Já o presidente do PSD, Luís Montenegro, veio mostrar-se satisfeito com a decisão do Presidente, classificando as “considerações” de Marcelo como “muito pertinentes”, por se ter referido à “grande sensibilidade” da questão e do “brevíssimo debate” que houve sobre a última versão da lei.
“[Os partidos proponentes] denotam uma pressa quase ofegante em querer chegar a uma solução legislativa sem segurança e certeza jurídica”, criticou, dizendo que fica assim “reforçada” a posição do PSD, que quer um referendo sobre esta matéria.
“Espero que o PS finalmente aprenda alguma coisa, porque é lamentável um projeto sempre a voltar para trás, passando um atestado de incompetência à Assembleia”, atacou também André Ventura, do Chega. Ventura sentiu as posições do partido reforçadas com o veto de Marcelo, embora tivesse feitos reparos diferentes à última versão da lei (dizia que o facto de prever o suicídio assistido colidia com o Código Penal, que proíbe o auxílio ao suicídio).
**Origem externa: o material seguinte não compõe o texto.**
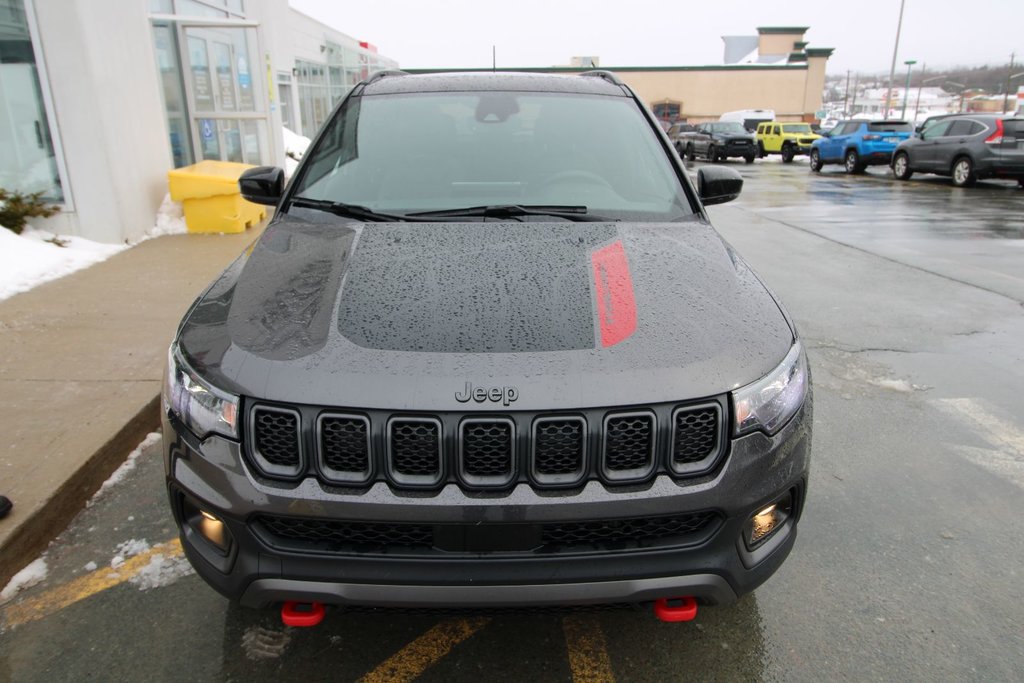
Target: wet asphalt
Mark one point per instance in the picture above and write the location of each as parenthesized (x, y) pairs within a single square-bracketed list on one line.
[(908, 563)]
Ventura critica ainda Marcelo por não ter enviado esta versão do diploma ao Tribunal Constitucional, por causa da solução “inovadora” da primazia dada ao suicídio assistido”. O líder do Chega promete “procurar, com outros grupos parlamentares, se possível” (porque o Chega não tem um número de deputados suficiente para isso) pedir a fiscalização sucessiva ao Tribunal Constitucional da próxima versão da lei.
Já a lógica de “confronto” dos partidos com Marcelo será “uma aberração e um disparate”, considera Ventura, garantindo que a opção do Presidente não é uma “birra” e que as suas dúvidas têm fundamento.
Marcelo Rebelo de Sousa já vetou politicamente os projetos da eutanásia e já os enviou para o Tribunal Constitucional noutras duas ocasiões. Desta vez, defendeu que a questão do suicídio assistido e as circunstâncias em que poderá acontecer não estão devidamente clarificadas. A eutanásia é recorrentemente aprovada por maioria confortável no Parlamento desde 2020.
A Constituição prevê que, se o Parlamento optar por confirmar uma lei por maioria absoluta, o Presidente a promulgue num prazo de oito dias.